NEW DELHI: The Supreme Court on Tuesday refused to put a blanket ban on the sale of firecrackers, saying only green firecrackers (less polluting and eco-friendly) will be sold in the markets.
Only green firecrackers with permissible decibel sound limits will be allowed to be sold in the market, the top court said in its order.
Judge Arjan Kumar Sikri said only licensed traders would be allowed to sell ''safe'' firecrackers as he banned the online sale of the same.
The top court passed the order while responding to a number of petitions seeking a direction to ban the sale of firecrackers.
The Supreme Court, in its order, also banned the online sale of firecrackers and put a stay on the e-commerce portals like Flipkart, Amazon and others from selling firecrackers which are beyond the permissible limit.
No ban on sale of firecrackers, but with certain conditions: Supreme Court pic.twitter.com/QSkmUX6CSk
— ANI (@ANI) October 23, 2018
''E-commerce websites will be hauled up for the contempt of court if they don't adhere to the court's direction, the top court warned.
The top court also fixed the duration for bursting crackers. On Diwali and other religious festivals, it allowed bursting of firecrackers between 8 PM and 10 PM. Meanwhile, on Christmas and New Year, the bursting of crackers will be allowed only between 11.45 PM and 12.45AM.
The top court order, which evoked a mixed reaction, assumes significance as the Air Quality Index (AQI) has risen above 300 in parts of Delhi in recent days.
The AQI measures the concentration of poisonous particulate matter present in the air. Anything above 100 is considered unhealthy by the Central Pollution Control Board.
''Supreme Court's order is not very strict. We were expecting a complete ban but that has not happened. Crackers will be allowed but there is time restriction as it will be allowed between 8 PM to 10 PM: Vijay Panjwani, Advocate of Central Pollution Control Board, said.

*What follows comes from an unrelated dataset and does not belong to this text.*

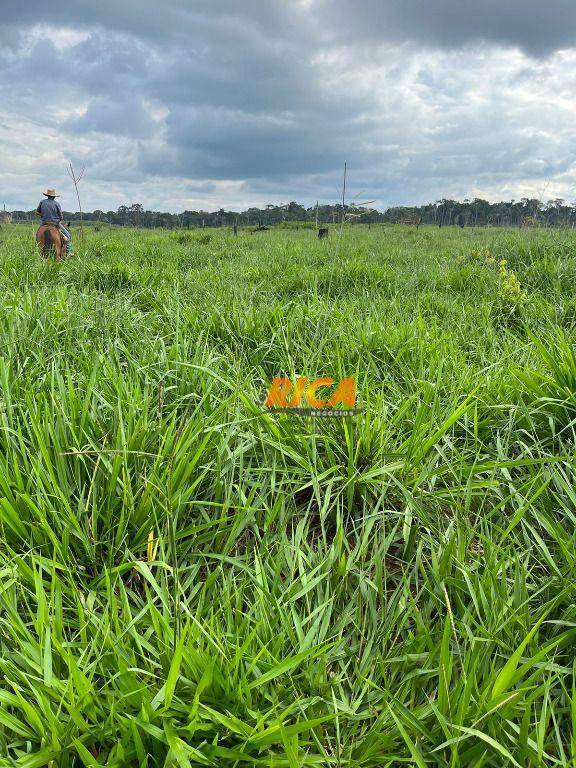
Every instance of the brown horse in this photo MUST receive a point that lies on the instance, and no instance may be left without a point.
(49, 240)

The apex court had in August said that it needs to take into account all aspects, including the fundamental right of livelihood of manufacturers and the right to health of over 1.3 billion people in the country while considering a plea for a ban on firecrackers.

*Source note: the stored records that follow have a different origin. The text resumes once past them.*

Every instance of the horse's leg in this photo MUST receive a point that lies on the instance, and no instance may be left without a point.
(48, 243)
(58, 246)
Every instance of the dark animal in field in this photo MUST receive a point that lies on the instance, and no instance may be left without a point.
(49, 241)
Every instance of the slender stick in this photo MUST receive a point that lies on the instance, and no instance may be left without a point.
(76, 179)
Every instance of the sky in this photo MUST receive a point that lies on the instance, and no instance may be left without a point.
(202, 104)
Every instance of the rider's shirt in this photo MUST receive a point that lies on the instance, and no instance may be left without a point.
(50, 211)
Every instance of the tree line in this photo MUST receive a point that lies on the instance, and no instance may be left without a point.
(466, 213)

The court had said the Article 21 (right to life) of Constitution applies to both segments of people and it needs to maintain a balance while considering a countrywide ban on firecrackers.
The court had also asked the Centre to file an affidavit giving details of measures to be taken for curbing pollution and what is the effect of firecrackers on the public at large. "There are economic aspects attached to it,'' it said.
The government affidavit says there are 1,750 firecrackers manufacturing industries in Tamil Nadu, which employs 5,000 families directly or indirectly. It says firecrackers industries are worth Rs 6,000 crore. We have to see what is the relevance of economic aspect on the fundamental rights," the bench had said.
The apex court had said that a spike in PM 2.5 levels in the air is a severe problem as the particulate matter remains in people's lungs, leading to serious health implications.
Firecrackers manufacturers had told the court that the use of firecrackers should not be completely banned and it should instead be strictly regulated.
They have contended that the crackers are not the reason for the increase in air pollution and there are other factors, like wind and temperature, which contribute to it. They said the firecracker manufacturers can be deprived of their right to do business based on statements which were not supported by facts.
On October 9 last year, the top court temporarily banned the sale of firecrackers ahead of Diwali. Later, the court refused to relax its order while dismissing a plea by traders who had sought permission to sell crackers for at least a day or two before Diwali on October 19, 2017.
The apex court said its ban order during Diwali that year was an experiment to examine its effect on the pollution levels in the region.